DEAR MISS MANNERS: We have several very overweight friends whom we often entertain in our home. We have been friends for more than 40 years, and numerous times they have broken the frames of our sofas and have also have broken chairs.
One friend in particular comes over quite often to watch sports games. He is probably 300-plus pounds and tends to just plop down hard onto our furniture.
What can we do or say to our heavy friends? We just replaced our sofas, AGAIN.
GENTLE READER: Your 300-pound friend is aware of his effect on furniture, and Miss Manners assures you that he takes no more pleasure in hearing a couch support snap under him than you do in making repairs.
Guide him to a chair that will support his weight with the explanation that you are sure he will be comfortable there. If you don’t possess such a chair, buying one has to be cheaper than continuing to replace sofas.
DEAR MISS MANNERS: I frequent a coffee shop that has an extremely heavy door. I make a point of opening it or holding it open for others.
At times there’ll be a large group of women that I’ve held the door open for, and a long line inside the coffee shop. I’ve opened the door and held it open for, at times, four or five women.
This always puts me at the back of the line. Never once has a group of women asked me to go in front of them after holding the door open for them. On the other hand, most times if I hold the door open for one or more men, they almost always ask me to go in front of them. What is the etiquette here?

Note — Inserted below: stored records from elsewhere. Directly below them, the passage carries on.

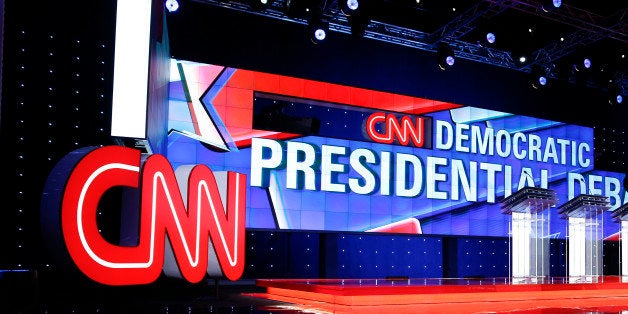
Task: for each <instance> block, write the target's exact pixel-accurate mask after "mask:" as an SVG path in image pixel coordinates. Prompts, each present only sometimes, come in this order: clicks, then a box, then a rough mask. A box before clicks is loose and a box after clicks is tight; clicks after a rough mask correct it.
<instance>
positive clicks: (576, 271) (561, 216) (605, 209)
mask: <svg viewBox="0 0 628 314" xmlns="http://www.w3.org/2000/svg"><path fill="white" fill-rule="evenodd" d="M609 208H610V204H609V200H608V197H606V196H598V195H587V194H581V195H579V196H577V197H575V198H573V199H572V200H570V201H568V202H566V203H565V204H563V205H561V206H560V207H559V208H558V213H559V214H560V215H561V217H562V218H563V219H568V223H567V243H568V246H567V254H568V260H567V273H568V276H569V282H598V281H599V279H600V278H602V270H603V264H602V246H603V242H602V241H603V239H604V234H603V231H604V224H603V221H604V220H603V219H602V217H601V216H600V215H599V214H600V213H602V212H603V211H605V210H608V209H609Z"/></svg>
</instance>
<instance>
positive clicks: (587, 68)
mask: <svg viewBox="0 0 628 314" xmlns="http://www.w3.org/2000/svg"><path fill="white" fill-rule="evenodd" d="M582 65H584V68H585V69H590V68H591V59H589V58H584V61H582Z"/></svg>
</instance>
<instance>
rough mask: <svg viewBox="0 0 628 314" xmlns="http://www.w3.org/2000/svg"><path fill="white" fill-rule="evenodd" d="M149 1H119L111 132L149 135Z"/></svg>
mask: <svg viewBox="0 0 628 314" xmlns="http://www.w3.org/2000/svg"><path fill="white" fill-rule="evenodd" d="M151 6H152V1H150V0H134V1H118V7H117V13H116V41H115V54H114V65H113V99H112V113H111V135H112V136H119V137H129V138H146V109H147V100H148V64H149V61H148V60H149V50H150V22H151Z"/></svg>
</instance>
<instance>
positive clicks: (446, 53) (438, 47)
mask: <svg viewBox="0 0 628 314" xmlns="http://www.w3.org/2000/svg"><path fill="white" fill-rule="evenodd" d="M436 58H437V62H438V67H439V68H440V69H441V70H443V71H444V70H446V69H447V68H450V67H452V66H453V65H454V63H455V62H456V56H455V54H454V50H453V49H452V48H451V46H449V45H448V44H447V43H439V44H438V49H437V51H436Z"/></svg>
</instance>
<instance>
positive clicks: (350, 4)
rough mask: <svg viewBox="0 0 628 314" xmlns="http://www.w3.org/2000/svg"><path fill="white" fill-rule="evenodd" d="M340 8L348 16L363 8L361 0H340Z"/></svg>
mask: <svg viewBox="0 0 628 314" xmlns="http://www.w3.org/2000/svg"><path fill="white" fill-rule="evenodd" d="M339 4H340V10H341V11H342V13H344V14H345V15H347V16H351V15H353V14H355V13H357V12H358V10H360V9H361V3H360V0H340V3H339Z"/></svg>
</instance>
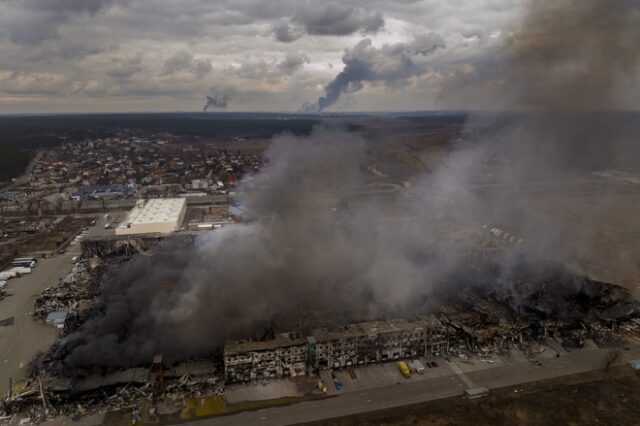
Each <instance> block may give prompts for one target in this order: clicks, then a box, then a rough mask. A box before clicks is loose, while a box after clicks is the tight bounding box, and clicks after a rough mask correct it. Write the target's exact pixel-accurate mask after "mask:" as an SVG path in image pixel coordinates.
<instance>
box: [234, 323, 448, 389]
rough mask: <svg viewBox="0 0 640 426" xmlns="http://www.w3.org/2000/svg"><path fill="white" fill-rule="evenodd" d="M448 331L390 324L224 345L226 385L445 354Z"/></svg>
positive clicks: (334, 329)
mask: <svg viewBox="0 0 640 426" xmlns="http://www.w3.org/2000/svg"><path fill="white" fill-rule="evenodd" d="M448 336H449V332H448V326H447V325H445V324H443V323H442V322H441V321H440V320H439V319H437V318H435V317H428V318H423V319H420V320H417V321H406V320H400V319H398V320H390V321H370V322H364V323H358V324H350V325H346V326H344V327H338V328H336V329H331V330H329V329H326V328H322V329H316V330H314V331H313V332H312V333H311V335H310V336H307V337H306V338H304V337H302V336H300V335H299V334H296V333H283V334H279V335H277V336H276V338H275V339H272V340H267V341H261V342H255V341H234V342H227V343H226V344H225V348H224V367H225V380H226V382H227V383H235V382H246V381H250V380H258V379H267V378H278V377H294V376H297V375H304V374H307V372H309V371H317V370H324V369H339V368H345V367H350V366H356V365H364V364H370V363H378V362H387V361H393V360H398V359H406V358H416V357H420V356H428V355H431V354H435V353H447V352H448V349H449V343H448V342H449V340H448Z"/></svg>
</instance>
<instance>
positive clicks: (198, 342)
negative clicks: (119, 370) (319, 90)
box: [66, 127, 456, 366]
mask: <svg viewBox="0 0 640 426" xmlns="http://www.w3.org/2000/svg"><path fill="white" fill-rule="evenodd" d="M366 155H367V144H366V142H365V140H364V139H363V138H362V137H360V136H358V135H356V134H351V133H347V132H345V131H342V130H338V129H333V128H326V127H320V128H316V129H315V130H314V131H313V133H312V134H311V135H310V136H308V137H304V138H296V137H293V136H281V137H278V138H276V139H275V140H274V141H273V142H272V144H271V146H270V147H269V149H268V150H267V151H266V158H267V163H268V165H267V166H266V168H265V169H264V171H262V172H260V173H258V174H256V175H254V176H253V177H252V178H251V179H250V181H251V183H252V185H251V186H252V187H254V186H255V188H254V189H247V190H246V199H245V205H246V207H247V208H249V209H250V210H252V211H253V212H255V213H256V214H257V216H258V217H260V218H261V221H260V223H253V224H246V225H234V226H230V227H226V228H223V229H221V230H216V231H212V232H210V233H208V234H205V235H203V236H202V237H199V238H198V239H197V241H196V247H195V248H194V249H188V250H184V249H176V250H174V251H166V252H164V253H161V254H160V255H159V258H158V256H154V257H145V256H139V257H138V258H136V259H134V260H132V261H131V262H130V263H128V264H126V265H125V266H124V267H123V268H122V271H120V272H119V273H118V274H117V275H116V276H115V277H114V278H113V279H112V280H109V281H108V282H106V283H104V287H103V295H102V299H103V304H104V305H103V312H102V314H101V315H99V316H97V317H95V318H93V319H91V320H89V321H88V322H87V323H86V324H85V325H84V326H83V327H82V328H81V329H80V331H79V332H78V333H76V334H74V335H71V336H70V337H69V338H68V340H67V342H66V343H67V346H68V347H69V348H70V349H71V353H70V355H69V357H68V358H67V363H68V364H69V365H76V366H77V365H87V366H90V365H107V366H108V365H121V364H131V363H144V362H147V361H148V360H149V359H151V357H153V355H154V354H156V353H163V354H164V355H165V356H167V357H168V358H169V359H177V358H181V357H185V356H195V355H206V354H209V353H211V352H212V351H213V350H215V349H217V348H219V347H220V346H221V345H222V343H223V342H224V340H225V339H228V338H234V337H235V338H238V337H243V338H244V337H247V336H256V330H261V329H264V327H265V326H266V325H268V324H269V323H270V322H271V321H275V322H276V323H277V324H278V326H279V327H280V328H281V329H282V328H285V329H286V327H292V326H302V327H304V326H309V325H316V326H317V325H319V324H321V323H322V320H321V319H322V318H324V319H327V318H330V319H331V320H332V321H335V323H337V324H340V323H342V321H349V320H358V319H366V318H374V317H377V316H379V315H384V314H390V313H394V312H395V313H397V312H406V310H407V309H409V306H410V305H412V304H414V303H416V302H418V303H424V302H423V301H422V300H421V296H423V295H426V294H428V293H429V291H430V289H431V286H432V283H434V282H435V281H436V280H438V279H439V278H440V277H442V276H443V275H445V274H446V273H447V271H449V270H450V269H451V268H453V266H454V264H455V261H456V258H455V257H453V256H447V257H446V259H445V256H444V255H443V254H442V253H443V252H444V251H446V250H447V249H448V248H447V247H446V246H445V244H440V247H437V251H434V250H435V248H436V241H437V240H438V238H439V237H438V236H437V235H436V234H435V233H433V232H430V230H429V225H428V223H426V222H422V221H419V220H418V221H415V220H410V221H409V220H408V221H400V222H394V223H393V225H390V224H389V222H388V219H389V218H394V217H395V216H396V215H397V209H396V207H395V206H394V202H393V199H392V198H385V199H384V200H380V201H366V200H363V201H362V202H361V203H358V204H356V205H350V206H346V205H345V204H348V203H346V202H345V201H344V200H343V199H342V194H344V195H345V196H346V195H348V194H351V193H353V192H356V191H357V190H358V188H359V187H361V186H362V185H363V184H364V183H365V179H364V178H365V174H364V172H363V169H362V167H361V163H362V162H363V160H364V159H365V158H366ZM411 209H413V210H414V213H415V214H416V215H417V213H418V211H420V213H421V214H427V212H425V211H424V209H422V208H421V207H420V206H419V205H418V204H415V205H412V206H405V207H403V210H404V211H409V210H411ZM432 249H434V250H432ZM436 258H438V261H436V260H435V259H436ZM430 259H433V260H430ZM256 337H259V336H256Z"/></svg>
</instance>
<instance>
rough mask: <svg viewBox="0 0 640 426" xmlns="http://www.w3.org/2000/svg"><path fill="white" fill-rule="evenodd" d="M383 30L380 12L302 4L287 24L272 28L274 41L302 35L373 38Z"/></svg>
mask: <svg viewBox="0 0 640 426" xmlns="http://www.w3.org/2000/svg"><path fill="white" fill-rule="evenodd" d="M383 28H384V18H383V16H382V13H381V12H380V11H369V10H366V9H364V8H360V7H356V6H353V5H348V4H345V3H337V2H330V3H320V2H313V3H309V2H303V3H300V4H298V6H297V9H296V12H295V13H294V15H293V16H292V17H291V18H290V22H286V21H282V22H280V23H279V24H277V25H276V26H274V27H273V34H274V36H275V38H276V40H278V41H280V42H284V43H289V42H292V41H295V40H297V39H299V38H300V37H302V35H303V34H308V35H317V36H329V35H332V36H346V35H351V34H354V33H356V32H359V33H361V34H375V33H376V32H378V31H380V30H381V29H383Z"/></svg>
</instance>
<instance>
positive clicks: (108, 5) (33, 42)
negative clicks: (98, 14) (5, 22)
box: [7, 0, 124, 45]
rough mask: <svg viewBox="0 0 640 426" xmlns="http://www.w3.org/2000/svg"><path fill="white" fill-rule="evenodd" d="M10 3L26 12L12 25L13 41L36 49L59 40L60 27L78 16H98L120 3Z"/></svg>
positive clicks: (61, 0)
mask: <svg viewBox="0 0 640 426" xmlns="http://www.w3.org/2000/svg"><path fill="white" fill-rule="evenodd" d="M120 2H121V3H123V2H124V1H122V0H121V1H120ZM7 3H8V4H12V5H13V6H14V7H15V8H16V9H18V10H21V11H22V13H20V14H19V15H18V17H17V18H18V19H17V20H14V21H11V22H9V23H8V24H9V26H8V29H9V38H10V39H11V41H13V42H14V43H16V44H23V45H33V44H37V43H40V42H43V41H46V40H50V39H55V38H58V37H59V30H60V27H61V26H62V25H64V24H65V23H67V22H69V21H70V20H71V19H72V18H73V16H74V15H88V16H92V15H95V14H96V13H98V12H101V11H104V10H106V9H108V8H110V7H112V6H113V5H114V4H116V3H118V0H105V1H101V0H51V1H49V0H22V1H12V0H9V1H8V2H7Z"/></svg>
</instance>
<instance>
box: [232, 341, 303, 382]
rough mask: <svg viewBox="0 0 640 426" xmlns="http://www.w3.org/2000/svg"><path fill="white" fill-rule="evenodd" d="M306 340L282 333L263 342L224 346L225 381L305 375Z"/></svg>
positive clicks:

And by holding the door open, do I assume that I should be in the back of the line?
GENTLE READER: Let us not jump to prejudicial conclusions here, as the difference in behavior might have more to do with number than gender.
If there are four or five ladies, the first of them will already be in line waiting for the others, who would all have to agree to move aside. But the gentlemen you cite do not seem to travel in groups, and thus would be approaching the line more or less the same time as you.
Still, it would be gracious for everyone to reciprocate by allowing you to go first in line. But any time you hold the door for another person, you are putting yourself at the back of some line, be it for the stairs, the elevator or getting to the office sooner. Miss Manners takes comfort in the belief that there is a more important, if less immediate, reward in behaving well.
DEAR MISS MANNERS: I have an employee who answers my phones. She finds it easy to involve herself in all of my conversations with other people. I almost never can answer a question in my conversations because she takes over. I don’t want her to be disgruntled. I just need a way to make her stop.
GENTLE READER: Etiquette sometimes requires subtlety or indirection. This is not one of those times.
You are the boss. Miss Manners suggests you tell your employee in a respectful but clear and decisive manner what you expect of her.